Posted by: John J Plick -
Oct. 18, 2005 6:49 PM ET USA
Are we exalting Peter or are we exalting Jesus (and I don't mean Peter Akinola most definitely)? If a man follows God he will ultimately find the Catholic Church, either in this life formally or mystically in the next It would seem to me that many of us make an idol out of "formal" membership in the Catholic Church instead of facing squarely issues of repentance and reparation We prefer to keep our eyes shut, under the guise of "concern for others" and pretend that hypocrisy doesn't matter
Posted by: -
Oct. 18, 2005 6:04 PM ET USA
Historically, the Anglican Church has been a "big tent" for extremely diverse groups. Once it fragments --- and it will --- the various sects will go their own way. Some will seek unity with Peter. Others will splinter further, mutate, or eventually die off.
Posted by: FrPhillips -
Oct. 18, 2005 6:02 PM ET USA
While I have the deepest respect for Archbishop Akinola and his stance, Anglicanism still contains the seeds of its own destruction, which is why I left it for Rome nearly a quarter of a century ago. Separated from the Rock upon which Christ founded His Church, even a man like the archbishop, trying to remain faithful, cannot walk in mid-air forever. I pray that he, and those like him, will find the firm foundation they yearn for, which necessitates unity with the Successor of St. Peter.
Posted by: Gil125 -
Oct. 18, 2005 5:22 PM ET USA
Can anybody name a Roman Catholic bishop who would be capable of as many consecutive words of one syllable? With the possible exception of Cardinal Arinze.
Posted by: Gerry H -
Oct. 18, 2005 5:04 PM ET USA
It seems to me that Akinola is on the verge of forming a new denomination. It may have "Anglican" in its name, but it will be distinct. It will have to be, if it is to hold the tenets he is espousing, because the existing Anglican denomination has clearly shown itself incapable of doing so. That has been its failing. It has proven incapable of holding and defending those truths that it has. Simply espousing them has proven not to be enough.
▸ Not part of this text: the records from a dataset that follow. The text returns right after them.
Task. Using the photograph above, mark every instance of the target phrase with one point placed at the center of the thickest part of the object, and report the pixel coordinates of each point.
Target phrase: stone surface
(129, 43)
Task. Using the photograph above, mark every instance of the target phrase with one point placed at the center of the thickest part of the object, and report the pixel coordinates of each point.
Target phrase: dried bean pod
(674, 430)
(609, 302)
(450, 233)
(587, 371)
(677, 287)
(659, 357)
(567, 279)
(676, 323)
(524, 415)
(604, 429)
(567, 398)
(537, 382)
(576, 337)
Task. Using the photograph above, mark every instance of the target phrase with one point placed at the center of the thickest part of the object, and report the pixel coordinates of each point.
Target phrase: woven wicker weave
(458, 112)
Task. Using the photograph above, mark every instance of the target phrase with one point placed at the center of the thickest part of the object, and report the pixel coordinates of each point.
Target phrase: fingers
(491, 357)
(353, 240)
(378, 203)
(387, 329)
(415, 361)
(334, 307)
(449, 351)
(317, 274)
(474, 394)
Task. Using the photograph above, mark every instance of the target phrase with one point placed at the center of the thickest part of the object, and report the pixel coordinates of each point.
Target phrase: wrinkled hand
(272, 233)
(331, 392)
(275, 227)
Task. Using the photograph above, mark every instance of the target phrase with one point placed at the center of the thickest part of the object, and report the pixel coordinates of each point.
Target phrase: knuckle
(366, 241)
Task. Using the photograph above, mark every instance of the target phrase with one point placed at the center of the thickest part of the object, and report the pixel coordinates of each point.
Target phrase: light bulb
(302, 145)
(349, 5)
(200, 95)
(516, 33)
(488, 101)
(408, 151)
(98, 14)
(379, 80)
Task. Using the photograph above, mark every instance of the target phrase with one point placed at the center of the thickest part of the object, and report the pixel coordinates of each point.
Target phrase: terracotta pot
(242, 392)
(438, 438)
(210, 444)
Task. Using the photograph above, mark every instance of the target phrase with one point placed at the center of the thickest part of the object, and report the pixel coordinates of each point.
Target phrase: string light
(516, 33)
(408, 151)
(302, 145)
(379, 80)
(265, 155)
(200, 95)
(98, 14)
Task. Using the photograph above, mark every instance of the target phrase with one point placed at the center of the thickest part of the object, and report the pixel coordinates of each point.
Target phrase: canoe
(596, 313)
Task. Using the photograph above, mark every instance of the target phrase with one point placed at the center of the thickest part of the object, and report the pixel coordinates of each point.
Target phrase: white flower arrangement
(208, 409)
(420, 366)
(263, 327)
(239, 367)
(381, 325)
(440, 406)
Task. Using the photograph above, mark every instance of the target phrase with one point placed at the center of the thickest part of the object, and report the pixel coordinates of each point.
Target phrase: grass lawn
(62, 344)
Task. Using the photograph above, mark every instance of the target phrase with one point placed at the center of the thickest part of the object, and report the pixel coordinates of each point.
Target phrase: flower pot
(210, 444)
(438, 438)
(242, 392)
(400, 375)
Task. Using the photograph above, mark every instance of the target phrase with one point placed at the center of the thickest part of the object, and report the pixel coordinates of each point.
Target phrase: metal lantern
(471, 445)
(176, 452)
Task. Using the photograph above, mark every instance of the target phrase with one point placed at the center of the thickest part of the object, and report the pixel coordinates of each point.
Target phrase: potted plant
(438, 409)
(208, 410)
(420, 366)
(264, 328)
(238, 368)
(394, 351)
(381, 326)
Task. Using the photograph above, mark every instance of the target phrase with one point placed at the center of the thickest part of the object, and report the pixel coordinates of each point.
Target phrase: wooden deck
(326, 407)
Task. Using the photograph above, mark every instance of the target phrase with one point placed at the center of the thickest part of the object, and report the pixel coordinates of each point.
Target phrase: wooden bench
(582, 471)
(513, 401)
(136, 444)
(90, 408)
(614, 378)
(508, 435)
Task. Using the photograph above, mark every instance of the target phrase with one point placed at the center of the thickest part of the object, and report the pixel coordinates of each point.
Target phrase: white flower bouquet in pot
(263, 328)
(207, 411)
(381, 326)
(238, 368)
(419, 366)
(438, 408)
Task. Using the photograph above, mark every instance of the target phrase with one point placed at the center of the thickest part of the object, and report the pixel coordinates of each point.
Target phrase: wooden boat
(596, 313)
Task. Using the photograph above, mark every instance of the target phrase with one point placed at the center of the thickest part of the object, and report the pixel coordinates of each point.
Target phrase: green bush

Posted by: Pseudodionysius -
Oct. 18, 2005 4:14 PM ET USA
I have only one editorial suggestion for your homage to Akinola. Your reference to div school jargon and less robust souls should echo TS Eliot's hollow souls; less robust is much too kind an adjective. Less robust souls are merely playing footsie with heresy; hollow souls are most of the way there.